Mais, entre les deux camps, Achille et Agamemnon luttaient de façon un peu plus réelle, à ce qu'il semblait. Car, Agamemnon ayant atteint Achille à la cuisse, des gouttes roses sortirent de la blessure. Mais, un moment après, Achille ayant enfoncé la pointe de son glaive dans la poitrine du roi des rois, la plaie ne laissa couler que quelques gouttes, non plus roses déjà, mais incolores. Puis, les cris des deux chefs s'éteignirent dans leur gorge ; et les coups d'épée ne tiraient même plus un peu d'eau de leurs corps évanescents.
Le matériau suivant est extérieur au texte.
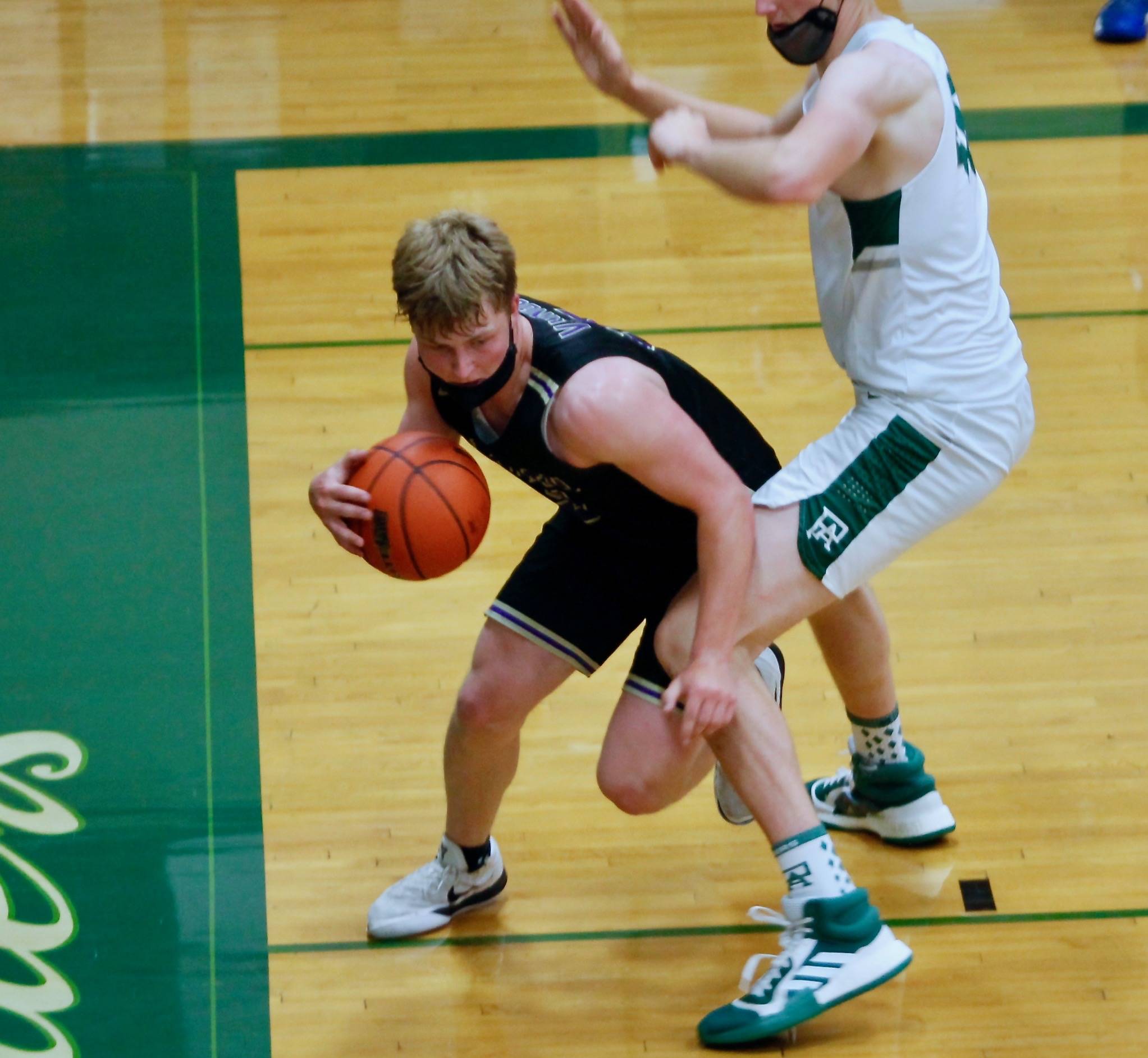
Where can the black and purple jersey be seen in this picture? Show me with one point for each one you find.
(604, 495)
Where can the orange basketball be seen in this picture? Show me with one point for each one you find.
(431, 505)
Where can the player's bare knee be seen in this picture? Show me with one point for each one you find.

Leurs formes se transperçaient réciproquement et entraient l'une dans l'autre sans rencontrer aucune résistance; et ce n'étaient plus que deux ombres qui luttaient au milieu des ombres.

A la même heure, Phèdre, attachée à l'ombre d'Hippolyte, n'était plus qu'une ombre qui embrassait une ombre.

Et Léda, s'étant mise à courir après le géant Orion, avait épuisé dans cet effort sa mince provision de sang ; et elle ne s'apercevait pas qu'elle n'était plus qu'une ombre qui poursuivait l'ombre d'un chasseur d'ombres...

Et, sous les oliviers d'argent terni, au moment où Ariane et Antiloque tentaient de leurs lèvres déjà molles et blêmes, un baiser décevant, la jalouse Procris, qui s'était glissée derrière eux, leva son poignard sur sa rivale. Antiloque se jeta au-devant de son amie, et ce fut lui qui reçut le coup. Et Procris allait s'écrier : «Ah ! grands dieux ! c'est lui que j'ai tué ! » Mais le cri mourut dans sa bouche. Elle vit que les deux amants n'étaient déjà plus que deux images vides et pensa : «Puisqu'il en est ainsi, lui ou elle, cela est fort indifférent». Mais l'ayant pensé, elle ne pensa plus ; et elle ne fut qu'une ombre qui a voulu poignarder une cmbre dans les bras d'une ombre...

Or, tandis que se passaient ces choses vaines, Antyclée, la vénérable mère d'Ulysse, était demeurée assise, la tête dans ses mains. Elle repassait les paroles de son fils et s'appliquait intérieurement à retenir et à préciser les visions qu'il avait ranimées dans son esprit : la maison d'Ithaque, le grand verger, les collines pierreuses, le port et la mer bleue, l'allure et les vêtements de son vieux mari Laërte, le départ d'Ulysse pour Troie, et le noble visage de son cher enfant. Mais, à mesure que le sang, par cet effort même, s'usait dans ses veines fragiles, tous ces souvenirs, qu'elle voulait fixer, lui échappaient. Et la vénérable Antyclée ne fut plus qu'une ombre qui, vaguement, rêve à des ombres... Tout était rentré dans l'ordre.